Sunday, March 28, 2010

A Map In The Dirt - Jess Smart Smiley

I recently received my second email from Jess Smiley. The first came at the beginning of this month, and included a digital review copy of his 15 page comic: A Map In The Dirt. I read it right away. When I first saw it I wasn't sure what it was, and when I first read it I was no less confused. There were aspects of it that I thought were pretty great, but there were a lot of questions that were generated by it. I have read it again more than once and I have read some other reviews of it, and I have watched a video by the creator that I will talk about later, and I am more comfortable reviewing it now.

The comic is about a group of animals fleeing a common threat. In this regard there is a bit of simplicity and heavy handedness in the use of man as a sort of menacing soulless killer of animals. In this, Man seems to be hunting all of the animals equally. There is a bear and a fox and a bird and a snake and a deer, and the men seem to be doing a sort of Sherman's march to the sea of animal killing. That could be viewed as a major thing, but in this work it is just incidental, and almost excusable.

The style is pretty clean and simple. It is brush and ink on Bristol board and has a sort of 'wilderness' feel to it. The illustration style would be at home in an old scout manual or field guide in my opinion and it is very good, and builds up what is the real strength of this story. There is a real sense of a folk tale in this. It read to me like a sort of Native American myth. I could almost hear Joseph Campbell reciting it. The animals are all a sort of kin to each other. Some, but not all of them are portrayed as human forms wearing animal masks. This made the sense of allegory even stronger to me. The real gem of this story is the theme of the story teller, in the form of the deer that narrates it. The idea is put across that the story teller may die, but the stories are in its body and its body returns to the earth and water and air, and therefore so do the stories.

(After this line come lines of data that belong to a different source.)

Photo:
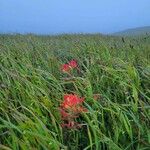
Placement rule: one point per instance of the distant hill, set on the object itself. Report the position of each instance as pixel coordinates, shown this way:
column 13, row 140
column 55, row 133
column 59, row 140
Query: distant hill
column 134, row 31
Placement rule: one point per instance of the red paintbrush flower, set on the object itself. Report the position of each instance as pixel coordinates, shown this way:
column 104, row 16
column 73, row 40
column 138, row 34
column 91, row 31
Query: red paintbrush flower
column 65, row 68
column 71, row 100
column 73, row 64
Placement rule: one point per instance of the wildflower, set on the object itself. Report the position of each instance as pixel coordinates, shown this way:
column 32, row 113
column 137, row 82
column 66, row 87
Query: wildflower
column 73, row 64
column 96, row 96
column 65, row 68
column 71, row 100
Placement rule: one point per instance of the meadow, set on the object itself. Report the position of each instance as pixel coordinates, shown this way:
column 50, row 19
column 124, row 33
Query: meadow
column 112, row 76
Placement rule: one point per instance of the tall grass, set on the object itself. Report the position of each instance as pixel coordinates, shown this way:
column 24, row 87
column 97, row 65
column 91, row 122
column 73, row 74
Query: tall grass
column 32, row 87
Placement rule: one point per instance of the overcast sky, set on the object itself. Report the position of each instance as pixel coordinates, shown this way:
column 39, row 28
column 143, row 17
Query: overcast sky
column 72, row 16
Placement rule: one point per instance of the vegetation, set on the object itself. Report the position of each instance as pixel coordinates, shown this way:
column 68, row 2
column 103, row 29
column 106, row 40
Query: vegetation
column 113, row 79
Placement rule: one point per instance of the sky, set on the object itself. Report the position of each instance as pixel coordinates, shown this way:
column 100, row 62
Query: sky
column 72, row 16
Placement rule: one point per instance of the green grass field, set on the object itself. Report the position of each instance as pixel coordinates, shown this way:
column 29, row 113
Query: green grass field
column 32, row 87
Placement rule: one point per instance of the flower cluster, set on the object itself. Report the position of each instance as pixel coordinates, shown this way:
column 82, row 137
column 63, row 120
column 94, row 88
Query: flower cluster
column 69, row 66
column 71, row 108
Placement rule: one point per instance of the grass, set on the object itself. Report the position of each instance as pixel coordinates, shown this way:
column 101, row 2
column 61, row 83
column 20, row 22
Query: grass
column 32, row 88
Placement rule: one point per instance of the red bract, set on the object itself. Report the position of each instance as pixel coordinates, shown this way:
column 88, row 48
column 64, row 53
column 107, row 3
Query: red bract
column 71, row 100
column 73, row 64
column 65, row 68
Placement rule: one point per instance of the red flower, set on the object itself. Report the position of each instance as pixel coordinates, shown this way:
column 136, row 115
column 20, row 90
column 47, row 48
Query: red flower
column 73, row 64
column 71, row 100
column 65, row 68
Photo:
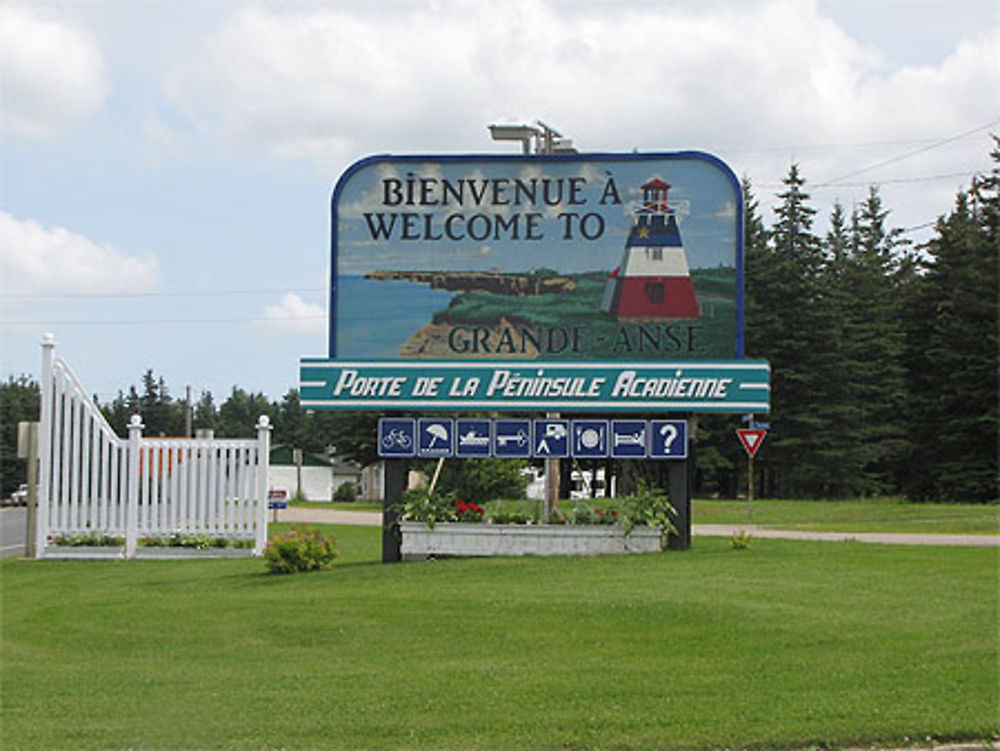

The ultimate take away from this after my second reading of it is that I really enjoyed it. There are aspects of brilliance in here. It is different enough, and interesting enough, while at the same time feeling timeless and familiar, that I think it works and merits a read.

The other thing of interest to me, and something I think that is worth pointing out, is the use of Kickstarter dot com as a way of raising money to get the story published as a book. The site is an interesting way to go, and allows the creator to set up a place that people can pledge various amounts of money toward the project as sponsors. There is a video there that is pretty funny, and neat. It is like a PBS pledge drive, but it is informative about the project as well as some of the benefits of KickStarter as a way of getting your work out there.

Jess seems to be really putting some effort into getting his project out there, and into getting support and funding for it. DIgital reading copies are definitely a way to go.